The mannequin peered up, its smooth, featureless face conveying terror, plastic palms pressed to the glass, mouth agape in a silent scream.

“I want to know what they know,” Luke said. “I want to feel what they feel. I admire people like you. The mercilessness required to get done what you get done—I’d imagine you pay a terrible price for it. I’d imagine you have to turn off many parts of yourself. You have to be so much less to be so much more. It’s a sacrifice, really. But you were made for it. If the rumors are true, you’re like … like a demigod.”

“No,” Evan said. “Just a guy with no patience for theatricality.”

“Amusing coming from someone dressed up like an avenging angel,” Luke said. “You put on the garb, but you won’t own what’s beneath. I understand. There’s nothing more terrifying than embracing that which is great in you.”

“I’m not certain about much,” Evan said, “but I’m sure that there’s no greatness in what I do.”

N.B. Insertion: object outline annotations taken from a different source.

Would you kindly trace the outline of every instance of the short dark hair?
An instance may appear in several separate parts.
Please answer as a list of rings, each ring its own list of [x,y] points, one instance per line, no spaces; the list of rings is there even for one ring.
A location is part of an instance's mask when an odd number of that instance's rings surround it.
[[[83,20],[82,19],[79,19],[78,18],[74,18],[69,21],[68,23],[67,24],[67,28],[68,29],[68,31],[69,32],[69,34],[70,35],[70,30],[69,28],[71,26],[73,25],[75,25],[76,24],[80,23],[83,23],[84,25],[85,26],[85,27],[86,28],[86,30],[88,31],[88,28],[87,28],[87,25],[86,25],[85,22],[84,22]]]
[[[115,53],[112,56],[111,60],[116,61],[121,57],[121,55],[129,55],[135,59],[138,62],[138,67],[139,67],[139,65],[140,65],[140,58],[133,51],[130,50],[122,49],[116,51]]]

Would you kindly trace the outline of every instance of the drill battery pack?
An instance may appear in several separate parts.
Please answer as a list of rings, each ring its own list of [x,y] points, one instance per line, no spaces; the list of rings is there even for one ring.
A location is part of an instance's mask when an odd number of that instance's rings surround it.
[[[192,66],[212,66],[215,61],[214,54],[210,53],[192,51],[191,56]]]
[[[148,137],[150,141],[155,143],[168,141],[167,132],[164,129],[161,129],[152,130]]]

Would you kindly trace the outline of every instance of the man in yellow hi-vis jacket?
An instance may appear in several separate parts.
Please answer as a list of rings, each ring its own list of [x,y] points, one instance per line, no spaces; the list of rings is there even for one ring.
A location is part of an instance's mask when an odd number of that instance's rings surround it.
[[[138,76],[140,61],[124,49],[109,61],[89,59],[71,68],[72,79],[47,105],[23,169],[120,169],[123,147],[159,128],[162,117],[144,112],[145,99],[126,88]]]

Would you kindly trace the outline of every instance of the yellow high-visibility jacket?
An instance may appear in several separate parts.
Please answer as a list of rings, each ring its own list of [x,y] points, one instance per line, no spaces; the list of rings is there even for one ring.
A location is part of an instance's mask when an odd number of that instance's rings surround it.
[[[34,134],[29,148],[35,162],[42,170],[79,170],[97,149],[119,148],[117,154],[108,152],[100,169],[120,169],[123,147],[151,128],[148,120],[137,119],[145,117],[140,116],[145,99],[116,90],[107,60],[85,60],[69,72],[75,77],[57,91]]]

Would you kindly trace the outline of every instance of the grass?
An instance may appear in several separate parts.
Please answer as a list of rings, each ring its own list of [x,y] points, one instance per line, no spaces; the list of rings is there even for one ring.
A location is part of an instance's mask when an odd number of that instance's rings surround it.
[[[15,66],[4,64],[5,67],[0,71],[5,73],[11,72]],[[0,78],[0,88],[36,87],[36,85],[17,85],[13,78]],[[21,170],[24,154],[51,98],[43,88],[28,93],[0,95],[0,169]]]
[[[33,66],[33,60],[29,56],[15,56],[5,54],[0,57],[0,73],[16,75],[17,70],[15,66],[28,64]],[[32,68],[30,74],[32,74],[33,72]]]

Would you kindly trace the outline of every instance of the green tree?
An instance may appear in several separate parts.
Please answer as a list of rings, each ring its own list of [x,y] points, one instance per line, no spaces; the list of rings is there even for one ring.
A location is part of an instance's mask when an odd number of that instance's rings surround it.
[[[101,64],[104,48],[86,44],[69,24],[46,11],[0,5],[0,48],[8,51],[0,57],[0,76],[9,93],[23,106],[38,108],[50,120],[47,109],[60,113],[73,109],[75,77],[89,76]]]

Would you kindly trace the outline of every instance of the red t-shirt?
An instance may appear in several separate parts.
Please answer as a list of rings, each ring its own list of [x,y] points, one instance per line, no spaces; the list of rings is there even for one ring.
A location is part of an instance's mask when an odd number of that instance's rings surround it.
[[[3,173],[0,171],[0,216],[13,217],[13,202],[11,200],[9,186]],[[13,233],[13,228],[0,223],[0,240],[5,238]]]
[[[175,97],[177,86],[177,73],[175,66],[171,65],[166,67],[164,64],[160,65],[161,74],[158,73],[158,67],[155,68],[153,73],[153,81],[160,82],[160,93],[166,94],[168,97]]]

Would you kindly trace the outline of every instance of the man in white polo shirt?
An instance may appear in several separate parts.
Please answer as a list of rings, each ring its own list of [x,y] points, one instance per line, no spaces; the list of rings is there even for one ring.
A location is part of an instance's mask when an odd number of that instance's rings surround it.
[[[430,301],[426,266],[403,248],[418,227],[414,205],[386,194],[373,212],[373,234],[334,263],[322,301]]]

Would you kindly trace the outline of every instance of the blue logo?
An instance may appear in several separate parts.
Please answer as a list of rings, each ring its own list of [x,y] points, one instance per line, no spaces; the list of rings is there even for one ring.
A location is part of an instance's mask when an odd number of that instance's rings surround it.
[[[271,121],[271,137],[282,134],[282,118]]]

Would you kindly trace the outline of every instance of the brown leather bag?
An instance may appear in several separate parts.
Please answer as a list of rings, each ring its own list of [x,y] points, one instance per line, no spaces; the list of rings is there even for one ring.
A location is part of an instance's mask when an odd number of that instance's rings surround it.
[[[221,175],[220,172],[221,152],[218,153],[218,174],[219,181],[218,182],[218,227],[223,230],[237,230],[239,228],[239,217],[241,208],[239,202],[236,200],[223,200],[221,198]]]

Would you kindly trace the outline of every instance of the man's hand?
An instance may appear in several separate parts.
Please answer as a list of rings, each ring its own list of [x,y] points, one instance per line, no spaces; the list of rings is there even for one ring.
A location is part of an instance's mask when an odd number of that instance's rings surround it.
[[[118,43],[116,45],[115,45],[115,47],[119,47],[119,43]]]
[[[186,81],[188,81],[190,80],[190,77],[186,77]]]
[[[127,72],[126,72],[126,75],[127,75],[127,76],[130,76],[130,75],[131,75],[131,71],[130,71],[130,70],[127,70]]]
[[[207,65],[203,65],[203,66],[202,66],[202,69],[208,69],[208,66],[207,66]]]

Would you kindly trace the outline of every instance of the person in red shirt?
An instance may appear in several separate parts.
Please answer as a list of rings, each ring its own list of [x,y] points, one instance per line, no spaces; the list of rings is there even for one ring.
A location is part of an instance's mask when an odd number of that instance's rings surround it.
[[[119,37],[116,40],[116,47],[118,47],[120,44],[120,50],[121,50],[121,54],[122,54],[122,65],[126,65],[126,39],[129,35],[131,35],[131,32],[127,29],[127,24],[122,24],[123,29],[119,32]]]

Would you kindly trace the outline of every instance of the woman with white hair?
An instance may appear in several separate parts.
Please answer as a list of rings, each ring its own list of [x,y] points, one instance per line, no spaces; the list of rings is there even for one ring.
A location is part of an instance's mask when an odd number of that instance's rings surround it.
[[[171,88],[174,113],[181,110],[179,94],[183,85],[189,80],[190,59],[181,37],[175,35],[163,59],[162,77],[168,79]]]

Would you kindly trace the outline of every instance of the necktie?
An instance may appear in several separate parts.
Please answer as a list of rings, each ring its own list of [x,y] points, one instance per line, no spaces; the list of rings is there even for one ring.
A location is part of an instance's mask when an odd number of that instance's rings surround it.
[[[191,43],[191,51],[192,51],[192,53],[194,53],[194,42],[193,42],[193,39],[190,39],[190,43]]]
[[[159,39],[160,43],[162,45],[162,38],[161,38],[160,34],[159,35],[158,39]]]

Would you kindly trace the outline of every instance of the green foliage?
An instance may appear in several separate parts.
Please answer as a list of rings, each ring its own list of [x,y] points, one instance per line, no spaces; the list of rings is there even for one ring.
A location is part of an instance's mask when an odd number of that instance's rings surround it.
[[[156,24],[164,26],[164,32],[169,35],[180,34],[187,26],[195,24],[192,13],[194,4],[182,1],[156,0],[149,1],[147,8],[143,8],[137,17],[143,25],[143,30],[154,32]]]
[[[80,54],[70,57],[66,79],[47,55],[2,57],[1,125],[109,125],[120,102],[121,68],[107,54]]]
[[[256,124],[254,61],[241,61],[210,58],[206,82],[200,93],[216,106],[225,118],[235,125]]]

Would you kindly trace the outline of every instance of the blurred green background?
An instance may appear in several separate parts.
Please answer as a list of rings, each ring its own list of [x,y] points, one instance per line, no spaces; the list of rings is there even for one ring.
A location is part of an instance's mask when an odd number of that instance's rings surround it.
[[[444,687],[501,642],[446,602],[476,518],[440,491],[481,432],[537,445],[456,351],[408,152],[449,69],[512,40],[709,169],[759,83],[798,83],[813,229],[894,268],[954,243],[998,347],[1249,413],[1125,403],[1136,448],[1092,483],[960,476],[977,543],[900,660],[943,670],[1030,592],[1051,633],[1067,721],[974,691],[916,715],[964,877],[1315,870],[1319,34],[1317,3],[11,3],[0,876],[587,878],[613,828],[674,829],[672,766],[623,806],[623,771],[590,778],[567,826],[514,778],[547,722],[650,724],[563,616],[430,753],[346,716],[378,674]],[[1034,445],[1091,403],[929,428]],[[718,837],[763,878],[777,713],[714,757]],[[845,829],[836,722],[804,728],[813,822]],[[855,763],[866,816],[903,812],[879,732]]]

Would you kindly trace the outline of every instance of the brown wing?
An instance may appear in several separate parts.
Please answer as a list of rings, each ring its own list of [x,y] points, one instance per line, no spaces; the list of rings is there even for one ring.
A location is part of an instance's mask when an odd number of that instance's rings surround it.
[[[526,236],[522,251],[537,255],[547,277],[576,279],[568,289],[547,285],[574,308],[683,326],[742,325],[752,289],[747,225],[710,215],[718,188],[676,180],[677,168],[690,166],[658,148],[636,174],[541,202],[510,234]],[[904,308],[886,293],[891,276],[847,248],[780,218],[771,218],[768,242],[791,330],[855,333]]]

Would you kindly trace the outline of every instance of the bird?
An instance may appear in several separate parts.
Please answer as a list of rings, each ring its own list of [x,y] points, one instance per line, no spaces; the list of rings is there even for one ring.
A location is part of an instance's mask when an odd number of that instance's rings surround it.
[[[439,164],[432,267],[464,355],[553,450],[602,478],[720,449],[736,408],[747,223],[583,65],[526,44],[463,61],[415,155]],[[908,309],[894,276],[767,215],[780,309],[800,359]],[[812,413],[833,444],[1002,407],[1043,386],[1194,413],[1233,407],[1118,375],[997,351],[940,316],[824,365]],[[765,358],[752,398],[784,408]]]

Luke cocked his head. Being at the receiving end of his focus was like staring into a klieg light. “Your humility seems unfeigned.”

“I was taught to remain aware of how many ways I can be better,” Evan said. “But I’m not interested in myself. I’m interested in you.”

“I’m the recipient of a great deal of interest from a great number of powerful people. They think I’m dangerous. No one can rise this high without dealing outside the boundaries of accepted law. The rules change as you ascend. That’s why you’re here.” The fire made cat’s-eyes of Devine’s pupils. “Because of the power I hold.”

Evan wondered why Devine wanted to block a trillion-dollar environmental bill. Money was the obvious answer, but he seemed governed by other impulses. Evan, too, had different concerns beyond a bill and a Senate vote, neither of which had motivated him to arrive at Devine’s door dressed in the black garb of death.

The heat of the fireplace warmed the right side of Evan’s face. “You had a kid killed. And a young woman.”

He looked at the cat’s-eyes, and the cat’s-eyes looked back. Or they did not.

Luke’s light blond brows vanished when the flames licked a particular way, but the skin of his forehead rose a quarter inch. Evan read his posture, his expression, looking for a forward l*p purse or some other alpha display that indicated a clandestine plan. There was none. Luke seemed genuinely surprised.

“I did no such thing.”

“Then why did your man come after me in New York?”

“Because you went after Echo. We thought we’d catch you there.”

“To do what?”

“Invite you here.”

“Mr. Folgore didn’t seem interested in inviting me anywhere.”

Again Luke looked surprised.

“Your other man came after me in Massachusetts,” Evan said. “And after the family of the kid who was killed.”

“What kid? What are you talking about?”

“Johnny Seabrook.”

Luke concentrated, his non-eyebrows bunching, his face shiny and smooth in the firelight. “I remember a report about this. There was a girl, too.”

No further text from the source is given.